18. On ne sait toujours pas à quoi ressemblera le parc électrique français du futur ni quand et avec quel financement le construire. Le parc nucléaire actuel trop vieux aura été définitivement arrêté, il y aura des éoliennes intermittentes et des hectares de photovoltaïque qui ne produiront pas la nuit, l’EPR de Flamanville et les 6 autres annoncés auront peut-être été mis en service. Ça ne suffira pas, mais “on” sera sobre, surtout vous ! Le KWh sera cher et taxé car il n’y aura plus d’essence vu qu’il n’y aura plus de voitures à essence. Quant à l’industrie, en aurons-nous encore une ? En effet, le prix élevé de l’énergie est en train de tuer notre industrie, ou de la forcer à se délocaliser. L’État doit choisir à qui il donne la priorité d’accès à l’énergie, aux particuliers ou aux industriels. De fait, il a choisi, Duralex ferme cet hiver… d’autres industries suivent. Nous, particuliers et électeurs allons juste devoir baisser un peu notre thermostat. Gare à la casse…

19. De son côté la Russie ne manque pas de gaz, elle est gagnante sur les deux tableaux : elle en exporte moins, préservant ses réserves, mais profite d’un prix astronomique hors de toute proportion avec la baisse des quantités. La Russie fait, sur le dos de l’Europe qui prétend la punir, plus de profit qu’avant la guerre. Les marchés sont des systèmes complexes non linéaires (imprévisibles ?). Il faudra trouver d’autres sanctions sans effet boomerang. En attendant l’Europe doit accepter de payer très cher le gaz d’où qu’il vienne, et aussi le MWh dont le prix s’aligne sur celui du gaz, même en France.

20. L’Europe s’est suicidée déjà deux fois, en se lançant dans deux guerres mondiales.
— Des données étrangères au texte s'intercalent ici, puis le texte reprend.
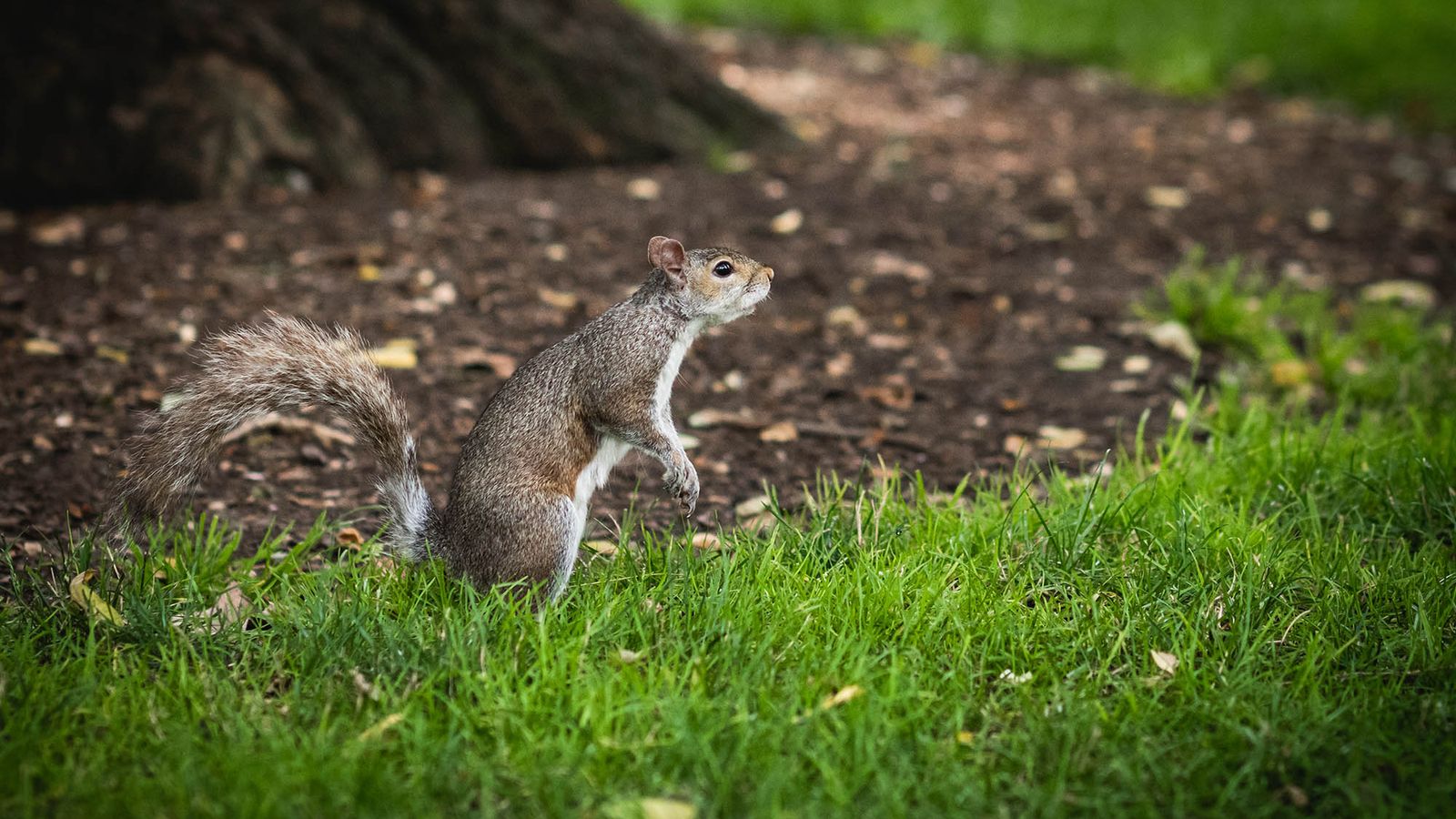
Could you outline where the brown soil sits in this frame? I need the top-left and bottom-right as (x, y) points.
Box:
(0, 32), (1456, 551)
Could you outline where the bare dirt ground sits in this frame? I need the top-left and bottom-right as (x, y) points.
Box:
(0, 32), (1456, 554)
L’Europe est-elle en train de se suicider une troisième fois ?

 Daniel Beaucourt, septembre 2022

Un commentaire

  1. Gilles Mergy, conseiller municipal Gilles Mergy, conseiller municipal 14 septembre 2022

    cher monsieur
    Votre article comme les précédents repose sur des éléments d’analyse robustes et intéressants mais aussi sur des a priori contre les énergies renouvelables (en occultant notamment les possibilités de stockage de la production électrique assurée par les énergies renouvelables) et un soutien aux énergies fossiles en voie d’épuisement et contribuant en outre massivement au réchauffement climatique que vous n’évoquez même pas.
    sur le nucléaire, l’absence de stratégie et de vision claire des gouvernements successifs et les injonctions contradictoires aux dirigeants d’EDF pose en effet problème comme vous l’évoquez.
    Sur les sanctions vis à vis de la Russie suite à son agression d’un État souverain, votre analyse me pose un double problème :
    – d’une part si les Russes bénéficient d’un effet d’aubaine sur la vente du gaz suite aux sanctions avec la hausse vertigineuse des prix-, ils subissent les conséquences de ces sanctions sur leur industrie notamment de pointe et les sanctions sont efficaces contrairement à ce que vous indiquez;
    – d’autre part, vous semblez privilégier une approche « mercantile » par rapport au respect des principes d’intangibilité des frontières : les armées de Poutine ont attaqué un pays souverain et commencent d’ailleurs à s’en mordre les doigts. Nous devons soutenir résolument l’Ukraine en acceptant une certaine forme de sobriété énergétique car eux ils subissent les bombardements massifs de l’artillerie russe.